The dining-room was sparsely occupied. Two parties that had driven up from Torquay ate talkatively in opposite corners of the room. An elderly man and his stout wife sat at another table, and at a fourth, conveying a curious sense of aloofness, a girl. Women interested Mr Harlow only in so far as they were factors in a problem or the elements of an experiment; but since he must classify all things he saw, he noticed, in his cold-blooded fashion, that she was pretty and therefore unusual; for to him the bulk of humanity bore a marked resemblance to the cheap little suburban streets in which they lived, and the drab centres of commerce where they found their livelihood.

He had once stood at the corner of a busy street in the Midlands and had taken a twelve-hour census of beauty. In that period, though thousands upon thousands hurried past, he had seen one passably pretty girl and two that were not ill-favoured. It was unusual that this girl, who sat sidefaced to him, should be pretty; but she was unusually pretty.

Though he could not see her eyes, her visible features were perfect and her complexion was without flaw. Her hair was a gleaming chestnut and he liked the way she used her hands. He believed in the test of hands as a revelation of the mind. Her figure—what was the word? Mr Harlow pursed his lips. His was a cold and exact vocabulary, lacking in floweriness. ‘Gracious,’ perhaps. He pursed his lips again. Yes, gracious—though why it should be gracious…He found himself wandering down into the roots of language, and even as he speculated she raised her head slightly and looked at him. In profile she was pleasing enough, but now—

‘She is beautiful,’ agreed Stratford Harlow with himself, ‘but in all probability she has a voice that would drive a man insane.’

Nevertheless, he determined to risk disillusionment. His interest in her was impersonal. Two women, one young, one old, had played important parts in his life; but he could think of women unprejudiced by his experience. He neither liked nor disliked them, any more than he liked or disliked the Farnese vase, which could be admired but had no special utility.

Presently the waiter came to take away his plate. ‘Miss Rivers,’ said the waiter in a low voice, in answer to his query. ‘The young lady came this morning and she’s going back to Plymouth by the last train.
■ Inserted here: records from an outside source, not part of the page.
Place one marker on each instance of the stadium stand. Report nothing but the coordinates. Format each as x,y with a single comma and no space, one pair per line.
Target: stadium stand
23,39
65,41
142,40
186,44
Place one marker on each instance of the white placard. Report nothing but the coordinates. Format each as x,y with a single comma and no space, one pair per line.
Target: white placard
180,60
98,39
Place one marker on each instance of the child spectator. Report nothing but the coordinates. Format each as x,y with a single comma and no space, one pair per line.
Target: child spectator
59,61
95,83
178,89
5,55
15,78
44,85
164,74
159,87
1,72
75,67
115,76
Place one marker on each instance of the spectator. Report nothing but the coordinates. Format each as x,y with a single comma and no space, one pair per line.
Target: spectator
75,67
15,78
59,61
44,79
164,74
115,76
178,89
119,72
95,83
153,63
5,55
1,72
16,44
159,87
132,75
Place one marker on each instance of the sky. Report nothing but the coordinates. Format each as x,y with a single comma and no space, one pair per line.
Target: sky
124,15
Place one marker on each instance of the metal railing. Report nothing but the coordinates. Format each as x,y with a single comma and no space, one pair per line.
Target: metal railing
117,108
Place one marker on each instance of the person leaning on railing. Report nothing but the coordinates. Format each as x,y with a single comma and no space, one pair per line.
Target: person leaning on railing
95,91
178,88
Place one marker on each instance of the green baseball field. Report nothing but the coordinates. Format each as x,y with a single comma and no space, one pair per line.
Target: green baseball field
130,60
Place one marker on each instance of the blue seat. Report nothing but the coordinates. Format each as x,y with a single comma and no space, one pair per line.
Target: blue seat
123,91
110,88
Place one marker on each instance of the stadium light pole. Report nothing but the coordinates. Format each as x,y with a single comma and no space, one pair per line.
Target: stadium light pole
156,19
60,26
She’s here to see somebody.’ He glanced significantly at Mr Harlow, who raised his bushy eyebrows.

‘Inside?’ he asked, in a low voice.

The waiter nodded. ‘Her uncle—Arthur Ingle, the actor chap.’

Mr Harlow nodded. The name was dimly familiar. Ingle?…Nosegay with a flower drooping out…and a judge with a cold in his head.

He began to reconstruct from his association of ideas.

He had been in court at the Old Bailey and seen the nosegay which every judge carries—a practice which had its beginning in olden times, when a bunch of herbs was supposed to shield his lordship from the taint of Newgate fever. As the judge had laid the nosegay on the ledge three little pimpernels in the centre had fallen on to the head of the clerk. Now he remembered! Ingle! An ascetic face distorted with fury. Ingle, the actor, who had forged and swindled, and had at last been caught. Mr Stratford Harlow laughed softly; he not only remembered the name but the man, and he had seen him that morning, scowling, and shrugging one shoulder as he slouched past in the field gang So that was Ingle! And he was an actor.

Mr Harlow had come back especially to Princetown to find out who he was. As he looked up he saw the girl walking quickly from the room and, rising, he strolled out after her, to find the lounge empty. Selecting the most secluded corner, he rang for his coffee and lit a cigar.